Choimorrow shared how the first Asian woman was brought to America in 1834 by businessmen so Americans could see an “oriental.” Since then, a systemic and structural demonization and hypersexualization has been perpetuated against Asian American women by the media and the United States government, including such actions as the Page Act, the Chinese Exclusion Act, Japanese internment during World War II and the forced sterility of Japanese American women.

Other stereotypes—such as the assumption that all Asian Americans are great at math and science—are also harmful, combining into a culture of racism and objectification that is now rearing its head in violence.

“Racism against Asian Americans isn’t an individual thing where you wonder, ‘Where did they get that from?’ They got that from the government of the United States of America.
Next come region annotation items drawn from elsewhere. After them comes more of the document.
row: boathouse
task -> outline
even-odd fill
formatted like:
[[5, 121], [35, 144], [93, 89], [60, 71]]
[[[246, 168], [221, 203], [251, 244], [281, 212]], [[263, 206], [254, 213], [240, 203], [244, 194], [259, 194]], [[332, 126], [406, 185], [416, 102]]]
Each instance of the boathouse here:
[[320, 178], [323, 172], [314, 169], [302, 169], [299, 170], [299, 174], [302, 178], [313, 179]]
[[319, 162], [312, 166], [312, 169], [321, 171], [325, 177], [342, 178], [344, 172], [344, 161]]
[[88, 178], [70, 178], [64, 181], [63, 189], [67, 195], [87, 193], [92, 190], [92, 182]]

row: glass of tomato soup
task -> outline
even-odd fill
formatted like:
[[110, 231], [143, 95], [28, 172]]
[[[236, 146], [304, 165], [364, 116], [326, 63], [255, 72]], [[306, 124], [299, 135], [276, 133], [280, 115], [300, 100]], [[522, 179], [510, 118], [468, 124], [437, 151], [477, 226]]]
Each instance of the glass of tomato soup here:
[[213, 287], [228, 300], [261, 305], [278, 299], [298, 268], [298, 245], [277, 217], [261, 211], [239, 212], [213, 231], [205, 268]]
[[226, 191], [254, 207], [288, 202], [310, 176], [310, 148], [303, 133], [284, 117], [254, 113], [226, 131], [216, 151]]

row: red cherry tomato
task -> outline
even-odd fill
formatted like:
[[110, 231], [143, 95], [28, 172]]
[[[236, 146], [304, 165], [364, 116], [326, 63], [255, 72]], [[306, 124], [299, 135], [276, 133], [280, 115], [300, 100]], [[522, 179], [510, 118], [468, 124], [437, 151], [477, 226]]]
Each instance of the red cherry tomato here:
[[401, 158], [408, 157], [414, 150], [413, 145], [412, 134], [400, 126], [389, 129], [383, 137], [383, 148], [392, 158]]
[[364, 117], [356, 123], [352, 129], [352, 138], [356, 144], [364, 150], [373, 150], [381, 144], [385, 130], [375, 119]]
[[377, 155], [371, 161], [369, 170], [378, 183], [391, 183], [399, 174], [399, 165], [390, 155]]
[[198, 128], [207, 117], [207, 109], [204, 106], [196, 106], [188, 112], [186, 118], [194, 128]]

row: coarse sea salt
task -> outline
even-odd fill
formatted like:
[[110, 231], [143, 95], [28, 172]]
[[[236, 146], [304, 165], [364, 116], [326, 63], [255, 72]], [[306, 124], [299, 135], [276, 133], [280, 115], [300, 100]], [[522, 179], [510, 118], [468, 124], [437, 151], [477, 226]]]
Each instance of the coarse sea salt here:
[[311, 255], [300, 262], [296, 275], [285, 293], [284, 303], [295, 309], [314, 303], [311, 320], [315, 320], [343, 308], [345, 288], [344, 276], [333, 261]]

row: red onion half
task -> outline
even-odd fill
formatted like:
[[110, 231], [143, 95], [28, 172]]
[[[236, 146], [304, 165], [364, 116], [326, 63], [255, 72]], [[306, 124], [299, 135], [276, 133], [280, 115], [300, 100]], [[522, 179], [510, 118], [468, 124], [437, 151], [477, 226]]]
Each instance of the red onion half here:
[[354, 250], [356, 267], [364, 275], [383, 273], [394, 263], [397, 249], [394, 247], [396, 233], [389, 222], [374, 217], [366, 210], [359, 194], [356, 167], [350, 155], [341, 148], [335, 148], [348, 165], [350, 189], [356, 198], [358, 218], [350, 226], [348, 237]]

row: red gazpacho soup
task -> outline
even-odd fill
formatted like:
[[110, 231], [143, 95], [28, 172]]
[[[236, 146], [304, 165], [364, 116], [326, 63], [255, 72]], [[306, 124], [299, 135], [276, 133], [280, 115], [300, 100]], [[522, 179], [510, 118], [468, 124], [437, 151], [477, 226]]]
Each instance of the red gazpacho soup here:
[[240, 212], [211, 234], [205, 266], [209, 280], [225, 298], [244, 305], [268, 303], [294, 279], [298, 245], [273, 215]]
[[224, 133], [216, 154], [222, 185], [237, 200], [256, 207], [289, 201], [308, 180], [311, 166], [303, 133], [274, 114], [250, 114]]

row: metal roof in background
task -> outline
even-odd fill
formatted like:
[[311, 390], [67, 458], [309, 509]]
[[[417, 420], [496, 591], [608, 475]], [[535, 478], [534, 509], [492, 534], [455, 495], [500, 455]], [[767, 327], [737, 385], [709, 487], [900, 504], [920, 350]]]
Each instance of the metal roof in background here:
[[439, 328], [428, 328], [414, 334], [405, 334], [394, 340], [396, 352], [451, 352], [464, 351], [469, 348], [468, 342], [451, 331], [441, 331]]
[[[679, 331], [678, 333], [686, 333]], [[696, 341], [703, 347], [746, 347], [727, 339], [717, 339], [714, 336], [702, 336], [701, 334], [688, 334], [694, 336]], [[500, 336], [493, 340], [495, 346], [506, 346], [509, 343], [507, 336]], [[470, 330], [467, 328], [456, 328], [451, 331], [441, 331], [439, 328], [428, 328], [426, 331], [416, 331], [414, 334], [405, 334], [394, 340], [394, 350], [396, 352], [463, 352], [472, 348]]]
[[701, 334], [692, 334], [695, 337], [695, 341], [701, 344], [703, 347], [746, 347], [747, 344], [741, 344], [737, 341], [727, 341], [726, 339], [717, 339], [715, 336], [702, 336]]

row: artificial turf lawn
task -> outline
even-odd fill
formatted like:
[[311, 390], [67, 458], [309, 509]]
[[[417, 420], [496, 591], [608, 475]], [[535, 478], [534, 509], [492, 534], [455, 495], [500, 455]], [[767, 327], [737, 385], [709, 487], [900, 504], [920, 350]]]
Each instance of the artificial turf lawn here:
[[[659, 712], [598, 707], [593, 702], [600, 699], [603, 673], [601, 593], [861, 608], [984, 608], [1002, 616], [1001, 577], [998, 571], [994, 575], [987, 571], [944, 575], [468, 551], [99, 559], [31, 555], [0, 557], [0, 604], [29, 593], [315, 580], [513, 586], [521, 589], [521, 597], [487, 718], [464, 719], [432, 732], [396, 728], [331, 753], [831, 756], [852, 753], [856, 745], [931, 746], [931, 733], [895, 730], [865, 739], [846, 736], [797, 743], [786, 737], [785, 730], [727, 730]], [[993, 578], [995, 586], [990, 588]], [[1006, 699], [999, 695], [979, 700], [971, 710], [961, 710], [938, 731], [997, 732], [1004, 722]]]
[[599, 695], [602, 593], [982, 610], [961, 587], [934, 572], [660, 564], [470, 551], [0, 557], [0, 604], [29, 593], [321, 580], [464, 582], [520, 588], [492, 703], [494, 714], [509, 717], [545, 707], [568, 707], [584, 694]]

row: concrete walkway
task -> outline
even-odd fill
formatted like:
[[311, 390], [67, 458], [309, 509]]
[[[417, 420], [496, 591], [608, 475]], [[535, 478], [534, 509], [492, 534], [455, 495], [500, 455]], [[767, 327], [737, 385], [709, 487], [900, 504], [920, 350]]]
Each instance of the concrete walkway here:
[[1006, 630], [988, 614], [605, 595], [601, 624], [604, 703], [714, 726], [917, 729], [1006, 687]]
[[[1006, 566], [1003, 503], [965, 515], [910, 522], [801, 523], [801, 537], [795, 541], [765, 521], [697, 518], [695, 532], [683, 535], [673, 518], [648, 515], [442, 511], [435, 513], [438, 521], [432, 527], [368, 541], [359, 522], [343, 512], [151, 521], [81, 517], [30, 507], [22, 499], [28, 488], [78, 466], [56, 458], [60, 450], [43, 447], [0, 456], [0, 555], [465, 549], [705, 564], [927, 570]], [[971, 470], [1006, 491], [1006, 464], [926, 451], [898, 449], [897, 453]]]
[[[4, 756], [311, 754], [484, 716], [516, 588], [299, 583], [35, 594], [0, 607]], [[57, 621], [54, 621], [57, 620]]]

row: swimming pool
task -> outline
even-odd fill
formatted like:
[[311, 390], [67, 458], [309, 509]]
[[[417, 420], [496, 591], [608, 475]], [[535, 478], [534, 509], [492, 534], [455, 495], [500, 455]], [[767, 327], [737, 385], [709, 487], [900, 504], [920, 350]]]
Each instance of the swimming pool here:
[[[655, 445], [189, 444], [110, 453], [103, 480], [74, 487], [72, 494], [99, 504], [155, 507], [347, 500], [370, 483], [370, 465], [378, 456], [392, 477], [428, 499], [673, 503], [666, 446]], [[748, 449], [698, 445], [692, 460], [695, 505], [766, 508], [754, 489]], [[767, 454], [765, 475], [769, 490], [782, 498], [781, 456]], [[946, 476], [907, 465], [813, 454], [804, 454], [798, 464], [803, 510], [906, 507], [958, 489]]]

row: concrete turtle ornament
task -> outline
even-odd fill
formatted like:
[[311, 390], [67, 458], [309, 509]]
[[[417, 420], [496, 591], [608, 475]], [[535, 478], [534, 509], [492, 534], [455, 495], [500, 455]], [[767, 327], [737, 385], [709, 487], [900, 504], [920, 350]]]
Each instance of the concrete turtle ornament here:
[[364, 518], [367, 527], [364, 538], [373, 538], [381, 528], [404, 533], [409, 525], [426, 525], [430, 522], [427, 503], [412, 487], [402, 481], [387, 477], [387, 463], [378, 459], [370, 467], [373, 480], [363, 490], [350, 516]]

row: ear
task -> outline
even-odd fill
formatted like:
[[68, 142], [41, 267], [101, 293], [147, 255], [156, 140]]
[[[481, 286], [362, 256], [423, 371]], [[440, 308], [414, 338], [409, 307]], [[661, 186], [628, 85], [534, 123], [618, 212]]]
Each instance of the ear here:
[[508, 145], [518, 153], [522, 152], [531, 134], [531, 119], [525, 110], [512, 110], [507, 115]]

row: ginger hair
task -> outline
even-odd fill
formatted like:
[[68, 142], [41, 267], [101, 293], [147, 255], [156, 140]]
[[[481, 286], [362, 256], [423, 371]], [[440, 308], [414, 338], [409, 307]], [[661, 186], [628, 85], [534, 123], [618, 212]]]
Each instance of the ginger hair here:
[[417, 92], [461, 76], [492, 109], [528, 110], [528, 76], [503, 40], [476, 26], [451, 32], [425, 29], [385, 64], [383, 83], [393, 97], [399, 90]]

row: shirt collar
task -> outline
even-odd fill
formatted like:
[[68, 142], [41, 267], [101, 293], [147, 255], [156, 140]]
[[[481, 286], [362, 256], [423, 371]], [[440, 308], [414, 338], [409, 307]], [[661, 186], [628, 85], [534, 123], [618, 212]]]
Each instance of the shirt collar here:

They got it from majority White culture folks who continue to insist we are here for your cultural consumption and not your neighbors,” Choimorrow said.

Often we dismiss racist acts as words from uneducated people or actions of the mentally ill.

“But the [Atlanta spa] killer didn’t wake up one day and say, ‘Let me go murder a bunch of Asian American women.’ It was the conditioning from the media and public narrative that led the murderer to his actions on that fateful day in March.”

We all need to play a role in correcting that narrative, Choimorrow said.

The power of love in action

What sustains her is knowing the power and love of Christ is the same power working to create a world where all live with dignity as beloved children of God.

“I challenge you to go deeper in your care and love for your neighbors. Show care in a way that is inconvenient for you,” she said. “Help change a trajectory of our history on racism.”

The service also included a poetic response by Rev. YaNi Davis, as well as thoughts from Shannon Priddy and ‘Ainise ‘Isama’u, national presidents from the last two quadrennia, on United Women of Faith’s name change.

“With this new name, we open our arms wider, welcoming even more sisters to our work together,” Isama’u said.

The event closed with a “turn it up” chant that reverberated not only through the Orange County Convention Center but through the Virtual Assembly chat forum.

“We must take a stand,” South Carolina’s Azilee Dickey posted in the virtual chat. “Women of color are continually exploited. Rise up my sisters! Turn it up, get involved.”  

Jessica Brodie is editor of the South Carolina United Methodist Advocate.